The morning broke fair and golden over Longbourn, yet Elizabeth awoke with a heaviness she could not explain. There was no disappointment to mark the hour. Mr. Bingley had said "a day, perhaps two at most," and this was the third. By all ordinary calculation, Fitzwilliam should arrive today. She had gone to sleep with hope resting gently on her breast, yet woke with a quiet unease beneath it, as though some distant current had shifted in the night. She lay still for some time, eyes tracing the familiar ceiling above her bed, trying to dismiss the feeling as fancy. But it lingered nonetheless.
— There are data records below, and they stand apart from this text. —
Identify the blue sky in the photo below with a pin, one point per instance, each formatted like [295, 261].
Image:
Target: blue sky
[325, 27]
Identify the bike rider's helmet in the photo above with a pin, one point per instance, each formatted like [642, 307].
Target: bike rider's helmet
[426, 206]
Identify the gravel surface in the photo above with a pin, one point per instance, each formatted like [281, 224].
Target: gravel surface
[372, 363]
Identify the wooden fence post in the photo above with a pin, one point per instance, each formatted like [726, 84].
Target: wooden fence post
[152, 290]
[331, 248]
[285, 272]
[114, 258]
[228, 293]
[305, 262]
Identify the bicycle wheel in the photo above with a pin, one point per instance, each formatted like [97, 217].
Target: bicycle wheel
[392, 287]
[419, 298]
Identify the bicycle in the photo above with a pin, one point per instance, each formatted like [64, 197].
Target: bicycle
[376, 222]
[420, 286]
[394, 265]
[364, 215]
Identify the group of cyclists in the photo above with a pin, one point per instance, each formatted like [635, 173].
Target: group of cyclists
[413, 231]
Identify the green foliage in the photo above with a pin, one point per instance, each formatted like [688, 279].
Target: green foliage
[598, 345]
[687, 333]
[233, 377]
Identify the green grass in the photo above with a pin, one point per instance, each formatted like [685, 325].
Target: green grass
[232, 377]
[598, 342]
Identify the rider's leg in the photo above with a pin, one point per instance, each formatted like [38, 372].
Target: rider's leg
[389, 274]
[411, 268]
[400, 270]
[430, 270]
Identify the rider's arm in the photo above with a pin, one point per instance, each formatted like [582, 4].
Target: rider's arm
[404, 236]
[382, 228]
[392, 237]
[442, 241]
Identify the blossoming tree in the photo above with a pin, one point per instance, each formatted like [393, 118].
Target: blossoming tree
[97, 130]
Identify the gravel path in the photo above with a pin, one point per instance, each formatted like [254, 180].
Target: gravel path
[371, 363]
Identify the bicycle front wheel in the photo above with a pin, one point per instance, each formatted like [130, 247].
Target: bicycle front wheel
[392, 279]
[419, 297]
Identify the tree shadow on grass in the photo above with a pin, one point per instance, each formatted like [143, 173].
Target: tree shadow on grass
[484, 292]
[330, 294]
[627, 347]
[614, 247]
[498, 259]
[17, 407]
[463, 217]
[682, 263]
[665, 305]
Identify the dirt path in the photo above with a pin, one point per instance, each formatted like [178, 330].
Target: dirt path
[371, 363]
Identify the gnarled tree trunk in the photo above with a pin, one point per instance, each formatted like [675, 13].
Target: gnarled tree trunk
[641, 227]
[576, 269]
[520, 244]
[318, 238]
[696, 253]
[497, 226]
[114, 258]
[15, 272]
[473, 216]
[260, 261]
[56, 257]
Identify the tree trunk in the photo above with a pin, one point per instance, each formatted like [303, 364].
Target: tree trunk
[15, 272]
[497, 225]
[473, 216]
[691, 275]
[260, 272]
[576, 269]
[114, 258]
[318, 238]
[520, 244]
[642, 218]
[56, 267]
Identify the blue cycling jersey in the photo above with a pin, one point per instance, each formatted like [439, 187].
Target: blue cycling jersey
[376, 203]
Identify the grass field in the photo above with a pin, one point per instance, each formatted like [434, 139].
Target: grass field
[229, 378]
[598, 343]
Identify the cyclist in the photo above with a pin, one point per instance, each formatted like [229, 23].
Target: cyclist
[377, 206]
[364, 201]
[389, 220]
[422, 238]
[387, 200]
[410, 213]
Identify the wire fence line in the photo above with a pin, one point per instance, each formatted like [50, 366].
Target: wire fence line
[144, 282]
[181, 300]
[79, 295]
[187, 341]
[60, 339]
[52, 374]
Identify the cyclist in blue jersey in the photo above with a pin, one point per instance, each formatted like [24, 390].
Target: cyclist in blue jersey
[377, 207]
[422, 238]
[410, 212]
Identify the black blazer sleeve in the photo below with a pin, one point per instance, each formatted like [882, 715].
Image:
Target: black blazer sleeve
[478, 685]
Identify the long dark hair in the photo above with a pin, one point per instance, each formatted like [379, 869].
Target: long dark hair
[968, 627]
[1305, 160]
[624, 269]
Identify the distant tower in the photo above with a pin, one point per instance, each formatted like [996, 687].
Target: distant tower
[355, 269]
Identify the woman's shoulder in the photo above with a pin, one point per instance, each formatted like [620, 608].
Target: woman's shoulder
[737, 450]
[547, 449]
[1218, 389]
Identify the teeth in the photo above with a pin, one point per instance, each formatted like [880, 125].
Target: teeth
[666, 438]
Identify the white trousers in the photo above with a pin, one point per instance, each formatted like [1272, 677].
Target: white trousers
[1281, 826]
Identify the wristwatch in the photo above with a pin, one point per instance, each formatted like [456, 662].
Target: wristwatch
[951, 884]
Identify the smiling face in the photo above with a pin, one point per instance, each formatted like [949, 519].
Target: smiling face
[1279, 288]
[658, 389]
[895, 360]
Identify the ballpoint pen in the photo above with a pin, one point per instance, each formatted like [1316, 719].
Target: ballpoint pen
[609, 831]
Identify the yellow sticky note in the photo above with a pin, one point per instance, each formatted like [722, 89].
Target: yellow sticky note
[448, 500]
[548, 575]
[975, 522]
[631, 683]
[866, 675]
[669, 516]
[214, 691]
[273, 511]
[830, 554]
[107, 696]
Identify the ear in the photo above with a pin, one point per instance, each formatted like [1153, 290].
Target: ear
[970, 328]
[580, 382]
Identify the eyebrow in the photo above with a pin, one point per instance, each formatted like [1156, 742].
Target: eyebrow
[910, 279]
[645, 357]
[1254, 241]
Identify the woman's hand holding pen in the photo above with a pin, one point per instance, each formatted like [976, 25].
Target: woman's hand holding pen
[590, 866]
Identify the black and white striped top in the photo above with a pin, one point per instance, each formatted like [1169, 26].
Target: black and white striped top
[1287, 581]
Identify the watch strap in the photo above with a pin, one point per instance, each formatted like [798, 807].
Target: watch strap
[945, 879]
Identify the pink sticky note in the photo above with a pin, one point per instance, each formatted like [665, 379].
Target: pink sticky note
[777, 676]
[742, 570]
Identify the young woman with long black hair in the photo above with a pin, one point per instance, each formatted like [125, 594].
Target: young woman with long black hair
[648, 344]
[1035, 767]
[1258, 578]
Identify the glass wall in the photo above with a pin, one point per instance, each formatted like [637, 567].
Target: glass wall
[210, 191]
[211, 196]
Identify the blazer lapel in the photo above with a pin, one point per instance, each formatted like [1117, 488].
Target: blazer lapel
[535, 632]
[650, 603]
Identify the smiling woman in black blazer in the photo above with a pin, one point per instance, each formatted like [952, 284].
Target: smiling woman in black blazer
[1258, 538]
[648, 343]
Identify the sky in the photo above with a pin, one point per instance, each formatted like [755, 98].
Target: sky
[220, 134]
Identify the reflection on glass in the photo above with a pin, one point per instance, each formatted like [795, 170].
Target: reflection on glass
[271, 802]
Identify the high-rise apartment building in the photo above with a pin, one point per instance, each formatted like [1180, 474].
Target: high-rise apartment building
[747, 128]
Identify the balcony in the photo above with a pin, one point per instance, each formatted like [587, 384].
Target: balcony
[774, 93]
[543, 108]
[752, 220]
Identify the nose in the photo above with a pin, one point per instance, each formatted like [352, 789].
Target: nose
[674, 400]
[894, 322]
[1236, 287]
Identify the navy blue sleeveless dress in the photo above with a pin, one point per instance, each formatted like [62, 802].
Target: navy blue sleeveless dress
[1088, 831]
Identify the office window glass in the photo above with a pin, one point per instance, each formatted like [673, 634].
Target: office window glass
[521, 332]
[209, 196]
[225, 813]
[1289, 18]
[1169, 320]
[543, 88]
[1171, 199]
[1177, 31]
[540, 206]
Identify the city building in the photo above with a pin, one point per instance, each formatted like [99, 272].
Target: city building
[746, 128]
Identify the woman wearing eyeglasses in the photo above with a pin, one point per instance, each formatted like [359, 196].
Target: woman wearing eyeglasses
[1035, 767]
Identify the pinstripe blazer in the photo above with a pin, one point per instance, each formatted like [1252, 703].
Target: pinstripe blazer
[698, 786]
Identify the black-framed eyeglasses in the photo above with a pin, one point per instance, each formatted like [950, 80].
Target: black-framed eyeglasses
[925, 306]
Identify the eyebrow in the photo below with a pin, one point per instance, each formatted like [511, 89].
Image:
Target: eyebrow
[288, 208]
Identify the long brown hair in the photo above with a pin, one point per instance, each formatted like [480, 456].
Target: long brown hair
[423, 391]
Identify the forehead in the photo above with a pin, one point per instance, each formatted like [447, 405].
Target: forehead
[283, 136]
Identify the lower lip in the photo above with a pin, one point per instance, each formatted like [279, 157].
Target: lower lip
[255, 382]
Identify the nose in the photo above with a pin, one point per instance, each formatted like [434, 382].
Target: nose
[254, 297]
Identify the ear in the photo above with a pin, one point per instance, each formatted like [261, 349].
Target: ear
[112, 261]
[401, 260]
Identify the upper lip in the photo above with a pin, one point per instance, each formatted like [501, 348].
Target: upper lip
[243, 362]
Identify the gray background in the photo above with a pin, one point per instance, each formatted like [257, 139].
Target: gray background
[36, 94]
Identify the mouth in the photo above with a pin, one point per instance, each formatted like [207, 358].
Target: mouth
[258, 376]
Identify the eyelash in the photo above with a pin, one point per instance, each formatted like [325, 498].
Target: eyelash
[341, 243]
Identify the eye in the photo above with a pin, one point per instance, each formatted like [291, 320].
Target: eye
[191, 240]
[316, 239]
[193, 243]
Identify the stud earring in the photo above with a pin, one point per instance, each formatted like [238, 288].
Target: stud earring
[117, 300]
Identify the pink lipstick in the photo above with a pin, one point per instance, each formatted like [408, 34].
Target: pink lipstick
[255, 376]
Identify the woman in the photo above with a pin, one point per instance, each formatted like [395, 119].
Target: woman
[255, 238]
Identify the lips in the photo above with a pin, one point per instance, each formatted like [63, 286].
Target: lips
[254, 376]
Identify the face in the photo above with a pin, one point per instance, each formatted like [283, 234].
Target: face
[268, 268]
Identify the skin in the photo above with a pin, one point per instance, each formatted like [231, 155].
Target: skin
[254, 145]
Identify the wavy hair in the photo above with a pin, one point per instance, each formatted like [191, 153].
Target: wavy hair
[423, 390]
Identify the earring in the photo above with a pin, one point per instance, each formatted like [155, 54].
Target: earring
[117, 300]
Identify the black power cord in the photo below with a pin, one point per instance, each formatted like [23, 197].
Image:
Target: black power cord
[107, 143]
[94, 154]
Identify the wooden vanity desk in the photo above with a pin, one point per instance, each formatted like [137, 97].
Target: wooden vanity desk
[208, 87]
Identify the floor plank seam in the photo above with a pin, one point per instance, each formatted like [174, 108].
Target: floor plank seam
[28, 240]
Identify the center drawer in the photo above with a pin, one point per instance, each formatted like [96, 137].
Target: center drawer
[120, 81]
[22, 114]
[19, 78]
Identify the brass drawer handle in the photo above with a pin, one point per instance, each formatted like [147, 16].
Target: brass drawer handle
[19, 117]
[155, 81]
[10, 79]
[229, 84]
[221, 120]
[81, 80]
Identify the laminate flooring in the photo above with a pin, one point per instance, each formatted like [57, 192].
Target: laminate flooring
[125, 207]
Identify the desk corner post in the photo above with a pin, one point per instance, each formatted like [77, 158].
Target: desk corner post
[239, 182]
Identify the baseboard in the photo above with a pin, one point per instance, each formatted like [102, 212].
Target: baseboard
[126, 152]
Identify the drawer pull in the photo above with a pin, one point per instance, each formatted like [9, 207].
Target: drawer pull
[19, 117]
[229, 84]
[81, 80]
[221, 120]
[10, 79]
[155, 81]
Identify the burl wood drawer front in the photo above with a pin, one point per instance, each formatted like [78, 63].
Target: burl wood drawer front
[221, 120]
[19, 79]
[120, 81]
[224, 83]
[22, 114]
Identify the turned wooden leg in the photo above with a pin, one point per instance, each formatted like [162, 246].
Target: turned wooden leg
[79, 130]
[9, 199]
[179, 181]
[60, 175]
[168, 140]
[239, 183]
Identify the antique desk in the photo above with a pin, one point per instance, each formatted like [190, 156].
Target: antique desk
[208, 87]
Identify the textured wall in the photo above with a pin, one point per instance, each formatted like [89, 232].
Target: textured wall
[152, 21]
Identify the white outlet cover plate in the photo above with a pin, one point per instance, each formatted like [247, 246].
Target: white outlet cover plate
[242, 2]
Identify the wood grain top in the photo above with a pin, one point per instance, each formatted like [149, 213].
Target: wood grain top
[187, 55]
The promise was recent, the hour appropriate—there was no true cause for doubt. And yet her heart stirred with something quieter than fear but more stubborn than reason.

She rose with determined cheer, pushing away her premonitions as one might brush off a clinging shawl. She was not, after all, a woman given to fancies. If Fitzwilliam Darcy were delayed, there would be reason for it—reason sensible, predictable, and free of mystery. She would not begin the day in speculation.

She had repeated this to herself with a calmness she scarcely felt. The breakfast room felt unchanged—light poured through the windows, china clinked, and the usual hum of conversation surrounded her. And yet, something beneath the surface pressed on her mind, as though the harmony she observed were but a pleasant veneer. Mr. Bennet sat in his corner with an expression of exaggerated forbearance, while Lydia recounted to Kitty—loudly and with considerable embroidery—her plans to call upon Aunt Philips in Meryton.